Miquelle, who’d married a Russian and raised a family there, faced entry bans in 2013. The 2022 Ukraine invasion sealed the rift—WWF and Greenpeace expelled, WCS influence waning. Miquelle, after 30 years, relocated to the U.S. last year.
“It was heartbreaking,” he emailed CNN. “But Jon’s book revives those early days—the terror of our first capture, the joy of breakthroughs. It’s all there, raw and real.”
Today, Amur tigers number 500-600 in Russia (per IUCN’s 2022 estimate), stable but vulnerable.
President Vladimir Putin’s 2022 claim of 750 adults—up from 390 in 2010—has been met with skepticism over opaque censuses.
Slaght urges vigilance: “This isn’t solved. Poaching lingers, logging creeps in. But cross-border pacts, like the Land of the Leopard reserve straddling Russia and China, show promise.
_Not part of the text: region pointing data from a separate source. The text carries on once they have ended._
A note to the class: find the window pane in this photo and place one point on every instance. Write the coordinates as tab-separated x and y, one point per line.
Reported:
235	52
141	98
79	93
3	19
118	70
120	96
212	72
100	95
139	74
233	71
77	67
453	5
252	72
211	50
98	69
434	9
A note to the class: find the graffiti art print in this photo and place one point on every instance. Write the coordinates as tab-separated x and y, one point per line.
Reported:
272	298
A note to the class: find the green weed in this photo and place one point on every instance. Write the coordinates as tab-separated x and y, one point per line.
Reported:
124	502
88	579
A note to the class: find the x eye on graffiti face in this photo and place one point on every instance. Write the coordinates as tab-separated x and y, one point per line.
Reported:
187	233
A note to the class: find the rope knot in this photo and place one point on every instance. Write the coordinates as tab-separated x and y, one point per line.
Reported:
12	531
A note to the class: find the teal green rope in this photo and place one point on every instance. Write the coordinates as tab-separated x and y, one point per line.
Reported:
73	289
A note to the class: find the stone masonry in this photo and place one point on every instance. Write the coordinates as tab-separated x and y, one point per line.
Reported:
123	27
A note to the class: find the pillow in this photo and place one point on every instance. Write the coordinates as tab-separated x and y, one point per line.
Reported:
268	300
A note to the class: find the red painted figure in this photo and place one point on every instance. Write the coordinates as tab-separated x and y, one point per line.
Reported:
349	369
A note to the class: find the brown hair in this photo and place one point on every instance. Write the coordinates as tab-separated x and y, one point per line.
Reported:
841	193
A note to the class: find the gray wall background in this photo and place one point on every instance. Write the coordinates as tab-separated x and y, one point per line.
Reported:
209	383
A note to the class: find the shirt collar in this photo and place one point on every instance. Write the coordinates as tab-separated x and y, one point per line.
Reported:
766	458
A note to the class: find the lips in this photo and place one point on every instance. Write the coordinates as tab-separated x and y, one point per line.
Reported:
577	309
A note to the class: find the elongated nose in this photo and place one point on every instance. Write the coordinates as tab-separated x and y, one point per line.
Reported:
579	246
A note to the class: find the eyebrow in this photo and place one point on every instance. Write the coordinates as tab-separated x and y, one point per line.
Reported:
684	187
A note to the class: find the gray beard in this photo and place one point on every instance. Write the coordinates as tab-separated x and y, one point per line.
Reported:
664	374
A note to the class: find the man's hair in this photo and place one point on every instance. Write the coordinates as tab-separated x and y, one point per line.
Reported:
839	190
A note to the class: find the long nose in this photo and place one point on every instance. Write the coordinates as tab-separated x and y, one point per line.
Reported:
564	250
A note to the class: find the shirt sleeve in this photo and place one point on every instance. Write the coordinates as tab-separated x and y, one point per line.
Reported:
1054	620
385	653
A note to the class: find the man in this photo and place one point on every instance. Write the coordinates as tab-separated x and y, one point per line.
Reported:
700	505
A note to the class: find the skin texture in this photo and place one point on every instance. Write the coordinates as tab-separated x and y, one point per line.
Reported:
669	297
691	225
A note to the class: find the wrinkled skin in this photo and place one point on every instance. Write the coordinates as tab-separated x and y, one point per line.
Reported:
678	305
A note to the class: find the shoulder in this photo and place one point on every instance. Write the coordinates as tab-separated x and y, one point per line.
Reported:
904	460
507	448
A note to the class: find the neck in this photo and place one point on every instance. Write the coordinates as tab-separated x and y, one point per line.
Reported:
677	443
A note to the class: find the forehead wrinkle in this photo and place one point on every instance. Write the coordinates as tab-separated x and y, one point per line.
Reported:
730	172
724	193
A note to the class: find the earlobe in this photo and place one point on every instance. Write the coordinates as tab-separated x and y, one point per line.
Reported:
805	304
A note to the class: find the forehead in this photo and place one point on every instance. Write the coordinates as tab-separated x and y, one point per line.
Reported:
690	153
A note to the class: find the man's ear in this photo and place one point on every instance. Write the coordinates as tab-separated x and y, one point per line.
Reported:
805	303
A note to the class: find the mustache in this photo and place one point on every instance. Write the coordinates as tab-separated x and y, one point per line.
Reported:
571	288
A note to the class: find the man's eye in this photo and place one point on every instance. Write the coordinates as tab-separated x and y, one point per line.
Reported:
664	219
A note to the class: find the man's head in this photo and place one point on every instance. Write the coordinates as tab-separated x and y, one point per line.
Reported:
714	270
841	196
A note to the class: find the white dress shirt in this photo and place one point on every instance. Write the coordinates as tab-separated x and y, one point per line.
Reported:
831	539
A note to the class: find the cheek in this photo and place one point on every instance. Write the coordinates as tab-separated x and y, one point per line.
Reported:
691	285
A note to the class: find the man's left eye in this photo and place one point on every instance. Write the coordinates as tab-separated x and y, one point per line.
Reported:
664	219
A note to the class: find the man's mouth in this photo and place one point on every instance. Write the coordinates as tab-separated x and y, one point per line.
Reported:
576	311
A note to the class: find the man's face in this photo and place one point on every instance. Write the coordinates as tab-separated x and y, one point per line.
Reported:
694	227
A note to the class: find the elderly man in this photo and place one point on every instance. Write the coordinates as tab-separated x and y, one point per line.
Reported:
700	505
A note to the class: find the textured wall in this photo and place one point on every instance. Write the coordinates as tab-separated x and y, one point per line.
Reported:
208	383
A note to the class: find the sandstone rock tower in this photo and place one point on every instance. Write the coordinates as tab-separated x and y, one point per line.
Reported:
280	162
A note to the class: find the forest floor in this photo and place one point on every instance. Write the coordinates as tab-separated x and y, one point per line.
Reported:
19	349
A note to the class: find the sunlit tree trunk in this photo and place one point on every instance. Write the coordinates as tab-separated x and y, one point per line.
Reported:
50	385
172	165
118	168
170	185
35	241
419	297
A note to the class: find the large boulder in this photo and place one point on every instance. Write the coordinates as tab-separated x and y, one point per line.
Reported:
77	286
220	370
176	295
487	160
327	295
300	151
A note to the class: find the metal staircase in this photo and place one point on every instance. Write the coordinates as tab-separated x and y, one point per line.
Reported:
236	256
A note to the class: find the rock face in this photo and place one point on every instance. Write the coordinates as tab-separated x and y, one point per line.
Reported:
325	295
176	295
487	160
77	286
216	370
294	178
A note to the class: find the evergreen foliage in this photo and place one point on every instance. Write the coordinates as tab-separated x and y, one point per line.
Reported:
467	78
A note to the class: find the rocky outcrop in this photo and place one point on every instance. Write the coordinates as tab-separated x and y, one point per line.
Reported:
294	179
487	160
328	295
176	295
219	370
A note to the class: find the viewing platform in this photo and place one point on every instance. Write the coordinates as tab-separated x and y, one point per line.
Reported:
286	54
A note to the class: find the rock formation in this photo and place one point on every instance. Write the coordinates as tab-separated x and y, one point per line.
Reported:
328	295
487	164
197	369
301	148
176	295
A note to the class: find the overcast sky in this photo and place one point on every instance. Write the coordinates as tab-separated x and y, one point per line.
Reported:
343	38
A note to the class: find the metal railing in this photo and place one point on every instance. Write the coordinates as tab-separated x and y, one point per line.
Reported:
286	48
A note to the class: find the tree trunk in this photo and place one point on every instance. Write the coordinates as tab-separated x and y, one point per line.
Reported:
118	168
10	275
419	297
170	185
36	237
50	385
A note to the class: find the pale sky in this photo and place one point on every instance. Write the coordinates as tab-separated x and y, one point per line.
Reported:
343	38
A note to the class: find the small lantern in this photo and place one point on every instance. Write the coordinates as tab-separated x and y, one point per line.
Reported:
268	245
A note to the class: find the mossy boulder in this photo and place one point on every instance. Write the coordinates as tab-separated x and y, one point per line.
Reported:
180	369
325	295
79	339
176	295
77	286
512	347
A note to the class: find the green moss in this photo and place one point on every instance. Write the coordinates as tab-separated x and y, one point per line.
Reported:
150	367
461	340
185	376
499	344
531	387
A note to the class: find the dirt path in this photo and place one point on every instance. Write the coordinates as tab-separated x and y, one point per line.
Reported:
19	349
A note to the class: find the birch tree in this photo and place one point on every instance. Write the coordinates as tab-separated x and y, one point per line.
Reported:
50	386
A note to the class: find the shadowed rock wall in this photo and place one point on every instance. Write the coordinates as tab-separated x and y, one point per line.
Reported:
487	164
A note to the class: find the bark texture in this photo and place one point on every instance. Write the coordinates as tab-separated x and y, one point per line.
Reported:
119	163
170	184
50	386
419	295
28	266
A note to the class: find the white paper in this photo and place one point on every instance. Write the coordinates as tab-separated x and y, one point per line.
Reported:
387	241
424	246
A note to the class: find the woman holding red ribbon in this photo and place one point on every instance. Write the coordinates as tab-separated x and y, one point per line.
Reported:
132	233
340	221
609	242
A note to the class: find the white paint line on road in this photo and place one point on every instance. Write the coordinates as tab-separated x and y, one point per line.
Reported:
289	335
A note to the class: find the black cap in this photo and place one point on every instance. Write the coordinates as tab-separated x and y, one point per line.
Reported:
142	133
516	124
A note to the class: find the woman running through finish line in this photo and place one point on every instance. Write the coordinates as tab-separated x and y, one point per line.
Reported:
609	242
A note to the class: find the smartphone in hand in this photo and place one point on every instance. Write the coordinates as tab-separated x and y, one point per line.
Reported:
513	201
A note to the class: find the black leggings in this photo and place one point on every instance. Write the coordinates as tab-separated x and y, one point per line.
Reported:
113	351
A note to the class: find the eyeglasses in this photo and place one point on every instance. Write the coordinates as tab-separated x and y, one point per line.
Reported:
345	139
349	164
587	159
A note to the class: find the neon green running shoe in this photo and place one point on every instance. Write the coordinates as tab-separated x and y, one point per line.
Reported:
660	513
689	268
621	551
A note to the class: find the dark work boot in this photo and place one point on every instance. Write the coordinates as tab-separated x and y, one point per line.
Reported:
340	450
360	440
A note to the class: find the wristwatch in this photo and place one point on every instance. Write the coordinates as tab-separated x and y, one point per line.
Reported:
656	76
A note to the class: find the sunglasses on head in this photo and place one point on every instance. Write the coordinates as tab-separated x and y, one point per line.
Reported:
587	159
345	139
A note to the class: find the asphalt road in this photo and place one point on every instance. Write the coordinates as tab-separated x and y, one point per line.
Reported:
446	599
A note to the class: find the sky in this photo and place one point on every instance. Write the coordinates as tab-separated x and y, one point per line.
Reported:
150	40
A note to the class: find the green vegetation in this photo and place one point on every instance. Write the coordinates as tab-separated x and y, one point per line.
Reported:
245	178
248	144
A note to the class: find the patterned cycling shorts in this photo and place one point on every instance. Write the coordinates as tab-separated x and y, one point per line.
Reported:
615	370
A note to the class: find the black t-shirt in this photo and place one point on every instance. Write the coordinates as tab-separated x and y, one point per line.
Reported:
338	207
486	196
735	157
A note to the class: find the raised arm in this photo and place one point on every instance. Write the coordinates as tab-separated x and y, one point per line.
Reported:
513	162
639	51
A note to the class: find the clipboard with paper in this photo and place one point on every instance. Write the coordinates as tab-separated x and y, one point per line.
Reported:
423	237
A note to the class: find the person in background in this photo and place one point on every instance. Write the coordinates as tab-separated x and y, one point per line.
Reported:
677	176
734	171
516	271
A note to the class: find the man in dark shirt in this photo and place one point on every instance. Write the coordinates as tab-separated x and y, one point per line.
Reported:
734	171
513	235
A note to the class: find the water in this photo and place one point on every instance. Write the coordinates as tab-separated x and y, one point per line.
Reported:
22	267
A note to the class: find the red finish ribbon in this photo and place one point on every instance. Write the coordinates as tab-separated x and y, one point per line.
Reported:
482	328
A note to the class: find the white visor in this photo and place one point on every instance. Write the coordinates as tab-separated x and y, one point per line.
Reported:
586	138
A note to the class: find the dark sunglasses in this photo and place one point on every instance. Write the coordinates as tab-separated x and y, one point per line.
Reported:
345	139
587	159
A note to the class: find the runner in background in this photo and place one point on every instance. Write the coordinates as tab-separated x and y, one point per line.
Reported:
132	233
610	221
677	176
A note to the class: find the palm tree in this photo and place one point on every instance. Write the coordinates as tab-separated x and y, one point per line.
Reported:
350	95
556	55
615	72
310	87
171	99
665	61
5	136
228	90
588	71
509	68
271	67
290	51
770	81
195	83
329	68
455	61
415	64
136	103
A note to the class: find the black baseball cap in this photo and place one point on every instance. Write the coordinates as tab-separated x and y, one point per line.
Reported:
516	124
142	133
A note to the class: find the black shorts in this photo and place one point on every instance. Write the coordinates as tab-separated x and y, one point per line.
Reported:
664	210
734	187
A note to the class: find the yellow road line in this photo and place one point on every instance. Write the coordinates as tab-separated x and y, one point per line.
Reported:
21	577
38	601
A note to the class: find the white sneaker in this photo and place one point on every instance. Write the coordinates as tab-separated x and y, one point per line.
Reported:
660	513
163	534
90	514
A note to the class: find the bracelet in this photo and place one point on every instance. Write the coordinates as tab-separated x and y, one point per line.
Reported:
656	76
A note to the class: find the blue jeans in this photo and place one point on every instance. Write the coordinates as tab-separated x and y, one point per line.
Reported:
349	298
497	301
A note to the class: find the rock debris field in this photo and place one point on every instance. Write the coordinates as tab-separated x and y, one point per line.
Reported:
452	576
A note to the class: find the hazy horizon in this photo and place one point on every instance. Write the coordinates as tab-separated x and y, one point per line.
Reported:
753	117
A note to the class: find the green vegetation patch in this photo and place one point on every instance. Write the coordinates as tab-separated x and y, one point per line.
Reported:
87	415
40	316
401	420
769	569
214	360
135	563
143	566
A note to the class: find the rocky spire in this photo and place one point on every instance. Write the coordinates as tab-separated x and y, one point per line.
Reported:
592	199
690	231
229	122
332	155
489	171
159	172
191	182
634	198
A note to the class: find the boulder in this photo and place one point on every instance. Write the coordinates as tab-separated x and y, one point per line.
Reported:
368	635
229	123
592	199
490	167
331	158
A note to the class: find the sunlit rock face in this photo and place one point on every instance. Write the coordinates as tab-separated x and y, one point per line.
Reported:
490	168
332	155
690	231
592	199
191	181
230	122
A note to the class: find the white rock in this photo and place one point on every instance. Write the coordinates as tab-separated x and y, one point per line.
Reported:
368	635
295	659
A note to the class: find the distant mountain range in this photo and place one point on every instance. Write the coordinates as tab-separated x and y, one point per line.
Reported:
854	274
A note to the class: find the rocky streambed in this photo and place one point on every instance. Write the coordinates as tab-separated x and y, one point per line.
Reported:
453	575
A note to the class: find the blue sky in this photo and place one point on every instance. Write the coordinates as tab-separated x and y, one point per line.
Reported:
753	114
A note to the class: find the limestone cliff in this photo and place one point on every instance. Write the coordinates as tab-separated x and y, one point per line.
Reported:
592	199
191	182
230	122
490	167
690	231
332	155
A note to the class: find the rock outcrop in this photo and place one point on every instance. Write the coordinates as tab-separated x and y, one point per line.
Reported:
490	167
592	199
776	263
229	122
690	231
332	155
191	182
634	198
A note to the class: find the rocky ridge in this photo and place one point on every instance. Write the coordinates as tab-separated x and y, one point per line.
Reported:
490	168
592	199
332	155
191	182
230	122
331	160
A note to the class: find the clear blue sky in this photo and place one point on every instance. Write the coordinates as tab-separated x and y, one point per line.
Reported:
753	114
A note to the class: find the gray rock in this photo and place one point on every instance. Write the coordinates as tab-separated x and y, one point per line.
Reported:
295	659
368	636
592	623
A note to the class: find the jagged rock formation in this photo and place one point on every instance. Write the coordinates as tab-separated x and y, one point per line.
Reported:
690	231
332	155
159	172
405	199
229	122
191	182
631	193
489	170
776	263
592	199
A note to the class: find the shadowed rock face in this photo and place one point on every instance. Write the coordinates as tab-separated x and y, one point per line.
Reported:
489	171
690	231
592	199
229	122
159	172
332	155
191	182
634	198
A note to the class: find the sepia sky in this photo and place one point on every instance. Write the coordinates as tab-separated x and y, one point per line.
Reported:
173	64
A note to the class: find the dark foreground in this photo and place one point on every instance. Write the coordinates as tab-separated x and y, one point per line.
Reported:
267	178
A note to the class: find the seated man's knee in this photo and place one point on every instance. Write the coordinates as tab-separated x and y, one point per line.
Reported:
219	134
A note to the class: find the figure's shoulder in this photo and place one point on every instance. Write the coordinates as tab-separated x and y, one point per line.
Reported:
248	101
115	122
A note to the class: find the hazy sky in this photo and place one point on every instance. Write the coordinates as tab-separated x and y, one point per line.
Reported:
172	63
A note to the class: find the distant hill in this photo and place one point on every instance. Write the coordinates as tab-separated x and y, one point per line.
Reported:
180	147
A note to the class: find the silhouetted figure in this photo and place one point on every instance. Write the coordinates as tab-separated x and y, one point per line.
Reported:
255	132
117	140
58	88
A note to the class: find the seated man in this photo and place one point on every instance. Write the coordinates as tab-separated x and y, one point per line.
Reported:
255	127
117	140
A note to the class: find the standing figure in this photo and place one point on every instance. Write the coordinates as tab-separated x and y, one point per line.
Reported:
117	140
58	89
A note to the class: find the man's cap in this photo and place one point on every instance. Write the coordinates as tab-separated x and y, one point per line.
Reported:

They’re thinking big—treating tigers as a shared heritage.”
Slaght’s own tie to the tale runs deep. Posted to Terney village during Peace Corps service in the 1990s—the project’s nerve center—he’d join managers like John Goodrich on impromptu tiger hunts.
“Saturday morning, truck rolls up: ‘Helicopter darting today?'” he recalls with a grin.
Those escapades fueled his PhD on Blakiston’s fish owls and a lifelong love for the region.
“Tigers Between Empires” is his love letter to it—a clarion call amid climate threats and habitat fragmentation.
As Rolex’s Perpetual Planet Initiative spotlights such stories through CNN’s Call to Earth series, Slaght’s message resonates: Conservation thrives on collaboration, grit, and stories that stick.
In a world racing toward the sixth mass extinction, the Amur tiger’s comeback whispers hope.
But as Slaght warns, “These cats clawed back from the abyss. Complacency could send them tumbling again.”
With poachers still prowling and borders hardening, the empire between tigers endures—not as folklore, but as a fragile, fierce reality demanding our watch.